Computing A-Factors: From (1) the estimated forgetting index, (2) length of the interval and (3) the OF matrix, we can easily compute the most accurate value of A-Factor. Note that A-Factor serves as an index to the OF matrix, while the estimated forgetting index allows one to find the column of the OF matrix for which the optimum interval corresponds with the actually used interval corrected for the deviation of the estimated forgetting index from the requested forgetting index. At each repetition, a weighted average is taken of the old A-Factor and the new estimated value of the A-Factor. The newly obtained A-Factor is used in indexing the OF matrix when computing the new optimum inter-repetition interval To sum it up. Repetitions result in computing a set of parameters characterizing the memory of the student: RF matrix, G-AF graph, and FI-G graph. They are also used to compute A-Factors of individual items that characterize the difficulty of the learned material. The RF matrix is smoothed up to produce the OF matrix, which in turn is used in computing the optimum inter-repetition interval for items of different difficulty (A-Factor) and different number of repetitions (or memory lapses in the case of the first repetition). Initially, all student’s memory parameters are taken as for a less-than-average student (less-than average yields faster convergence than average or more-than-average), while all A-Factors are assumed to be equal (unknown).

Optimization solutions used in Algorithm SM-11 have been perfected over 17 years of using the SuperMemo method with computer-based algorithms (first implementation: December 1987).

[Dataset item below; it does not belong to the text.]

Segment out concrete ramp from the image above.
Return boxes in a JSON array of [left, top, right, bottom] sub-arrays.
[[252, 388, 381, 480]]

This makes sure that the convergence of the starting memory parameters with the actual parameters of the student proceeds in a very short time. In addition, Algorithm SM-11 includes mechanisms that make it insensitive to interference from the deviation from the optimum repetition timing (e.g. delayed or advanced repetitions). It can also accept uninitialized learning process imported from other applications (e.g. other SuperMemos). The introduction of A-Factors and the use of the G-AF graph greatly enhanced the speed of estimating item difficulty. The adopted solutions are the result of constant research into new algorithmic variants. The theoretical considerations, as well as the research into the employment of neural networks in repetition spacing indicates it is not likely neural networks could effectively compete with the presented algebraic solution (see FAQ below).

Algorithm SM-11 is constantly being perfected in successive releases of SuperMemo, esp. to account for newly collected repetition data, convergence data, input parameters, instabilities, etc.